- Promotional poster
- Directed by: Scott Marshall
- Written by: R.A. White Jeffrey Ray Wine
- Produced by: Scott Reed Ron Singer
- Starring: Owen Benjamin Christina Ricci Chris Wylde Matthew Lillard Cedric the Entertainer Louise Griffiths Martin Klebba Ann-Margret
- Cinematography: Mark Irwin
- Edited by: Josh Muscatine Tara Timpone
- Music by: Jeff Cardoni
- Release dates: September 17, 2009 (SoCal Independent Film Festival); October 28, 2011 (United States);
- Country: United States
- Language: English

= All's Faire in Love =

All's Faire in Love is a 2009 American romantic comedy film directed by Scott Marshall and written by R. A. White and Jeffrey Ray Wine. The film stars Owen Benjamin as Will, a college student who is assigned to work at a renaissance fair by his professor (Cedric the Entertainer) after missing several classes, and Christina Ricci as Kate, an investment banker who leaves her job to work at the fair.

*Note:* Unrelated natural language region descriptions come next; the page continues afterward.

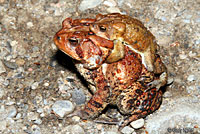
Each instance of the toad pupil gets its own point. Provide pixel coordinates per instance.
(102, 29)
(73, 41)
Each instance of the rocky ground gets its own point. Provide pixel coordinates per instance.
(39, 86)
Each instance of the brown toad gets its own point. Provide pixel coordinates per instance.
(112, 83)
(126, 31)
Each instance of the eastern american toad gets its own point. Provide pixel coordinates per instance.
(114, 83)
(126, 31)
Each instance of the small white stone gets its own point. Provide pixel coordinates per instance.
(183, 56)
(3, 125)
(86, 4)
(2, 68)
(29, 24)
(62, 107)
(75, 129)
(2, 92)
(12, 111)
(191, 78)
(138, 123)
(127, 130)
(110, 3)
(76, 118)
(13, 43)
(53, 46)
(34, 85)
(46, 84)
(113, 10)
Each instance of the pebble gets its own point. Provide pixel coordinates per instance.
(2, 92)
(138, 123)
(32, 116)
(46, 84)
(75, 129)
(78, 96)
(29, 24)
(34, 85)
(20, 62)
(35, 129)
(76, 118)
(183, 56)
(11, 111)
(11, 65)
(127, 130)
(62, 107)
(110, 3)
(3, 125)
(113, 10)
(86, 4)
(2, 68)
(191, 78)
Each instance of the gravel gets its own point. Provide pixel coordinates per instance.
(137, 124)
(62, 107)
(39, 86)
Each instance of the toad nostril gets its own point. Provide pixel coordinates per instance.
(58, 38)
(90, 33)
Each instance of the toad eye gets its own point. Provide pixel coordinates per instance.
(102, 28)
(58, 38)
(73, 41)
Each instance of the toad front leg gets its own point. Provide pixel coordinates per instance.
(98, 102)
(136, 103)
(161, 72)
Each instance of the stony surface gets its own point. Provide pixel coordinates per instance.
(34, 76)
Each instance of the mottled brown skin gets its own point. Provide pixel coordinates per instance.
(113, 83)
(124, 30)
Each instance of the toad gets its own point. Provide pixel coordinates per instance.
(126, 31)
(112, 83)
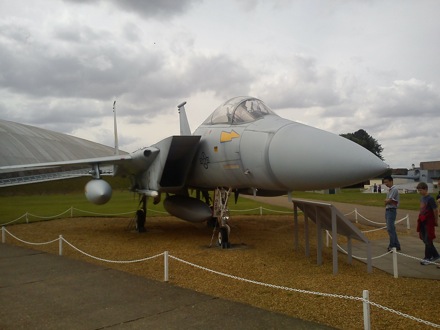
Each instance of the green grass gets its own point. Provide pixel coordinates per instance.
(47, 206)
(49, 199)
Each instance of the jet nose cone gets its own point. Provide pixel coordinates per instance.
(302, 158)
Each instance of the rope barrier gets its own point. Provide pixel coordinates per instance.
(273, 286)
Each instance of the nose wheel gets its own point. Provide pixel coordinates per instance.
(223, 237)
(221, 213)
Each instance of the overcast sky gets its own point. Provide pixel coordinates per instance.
(336, 65)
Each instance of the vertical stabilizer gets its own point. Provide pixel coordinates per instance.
(184, 125)
(116, 130)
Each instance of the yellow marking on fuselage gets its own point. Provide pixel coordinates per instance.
(228, 136)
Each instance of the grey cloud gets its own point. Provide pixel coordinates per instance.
(147, 9)
(406, 99)
(304, 84)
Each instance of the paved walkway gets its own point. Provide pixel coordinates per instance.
(408, 263)
(44, 291)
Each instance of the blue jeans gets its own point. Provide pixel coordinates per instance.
(430, 250)
(390, 217)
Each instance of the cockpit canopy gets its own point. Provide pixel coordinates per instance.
(239, 110)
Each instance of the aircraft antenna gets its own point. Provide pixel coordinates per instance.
(115, 129)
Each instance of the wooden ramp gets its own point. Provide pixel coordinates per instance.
(328, 217)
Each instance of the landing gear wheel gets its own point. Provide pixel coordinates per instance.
(223, 237)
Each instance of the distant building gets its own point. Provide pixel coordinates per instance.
(407, 179)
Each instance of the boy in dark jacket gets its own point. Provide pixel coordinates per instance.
(426, 223)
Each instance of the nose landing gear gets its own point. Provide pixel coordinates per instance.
(221, 213)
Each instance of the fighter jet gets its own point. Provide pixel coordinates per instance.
(243, 147)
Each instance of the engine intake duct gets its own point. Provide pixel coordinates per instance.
(180, 155)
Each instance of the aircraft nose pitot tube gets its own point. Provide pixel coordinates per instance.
(303, 158)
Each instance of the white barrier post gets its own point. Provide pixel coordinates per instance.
(395, 270)
(60, 245)
(165, 264)
(366, 304)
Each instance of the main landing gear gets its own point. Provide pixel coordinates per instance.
(221, 213)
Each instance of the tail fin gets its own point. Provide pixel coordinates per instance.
(184, 125)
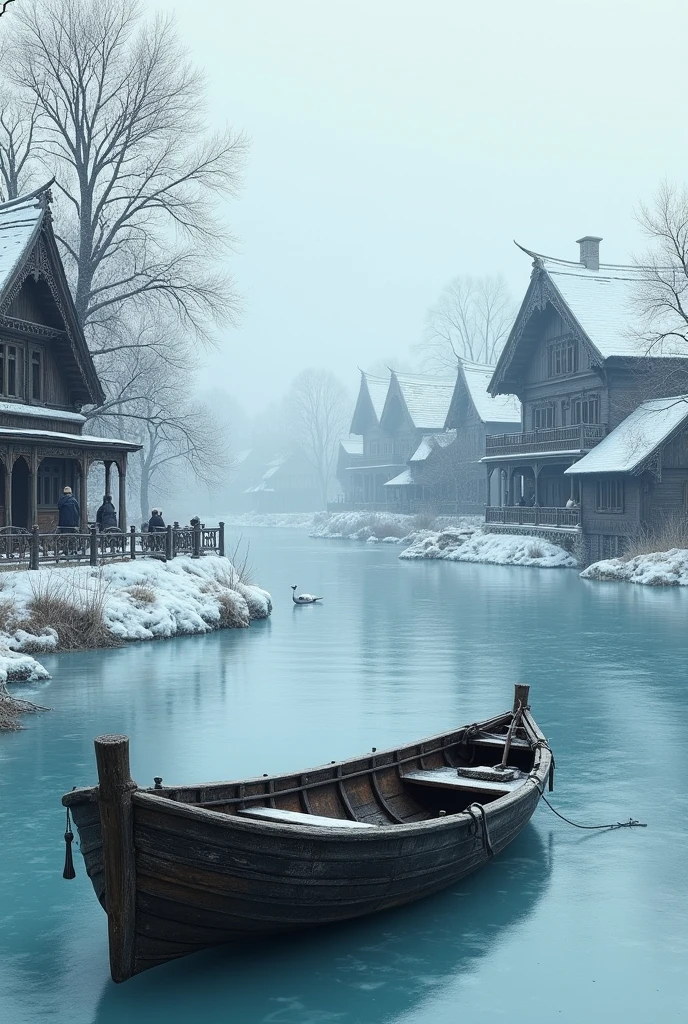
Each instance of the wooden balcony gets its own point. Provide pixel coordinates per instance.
(535, 516)
(581, 437)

The film was shot primarily at the Michigan Renaissance Festival. Local residents, costumed participants and fairegoers were used as extras.

The film was originally titled Ye Olde Times but was renamed in late September 2008. Jack Black and Lindsay Lohan were attached at one point to star in the film.

== Cast ==
- Owen Benjamin as Will
- Christina Ricci as Kate
- Louise Griffiths as Jo
- Chris Wylde as Prince Rank
- Cedric the Entertainer as Professor Shockworthy
- Matthew Lillard as Crockett
- Ann-Margret as Mrs. Banks
- Martin Klebba as Count Le Petite
- Sandra Taylor as Princess Jeanette
- Bill Engvall as Mr. Mendelson
- Dave Sheridan as Jester Roy / Horny
- Peter Ransom as General Tsoe
- Nadine Velazquez as Mathilde

==Production==
In May 2007, it was announced that Jack Black, Tim Robbins, Cary Elwes, Will Arnett and John C. Reilly were attached to star in a romantic comedy called Ye Olde Times, with R.A. White making his directorial debut based on a screenplay he also wrote. In November 2007, Matthew Lillard, Orlando Jones and David Arquette were reported to have joined the cast of the film, Justin Chatwin being attached to star as the male lead. In March 2008, Lindsay Lohan was announced as the female lead.

In September 2008, Owen Benjamin, Christina Ricci and Cedric the Entertainer stepped in to replace Chatwin, Lohan and Black respectively, with Bill Engvall, Louise Griffiths and Ann-Margret joining the cast in supporting roles. It was also reported that Scott Marshall would replace R.A. White as director, the film being renamed All's Faire in Love.

== Release ==
The North American premiere was at the SoCal Independent Film Festival on September 9, 2009 in Huntington Beach, CA. The film premiered on the grounds of the Michigan Renaissance Festival on September 30, 2009. Two years later, the film was released to Regal Entertainment theaters on October 28, 2011.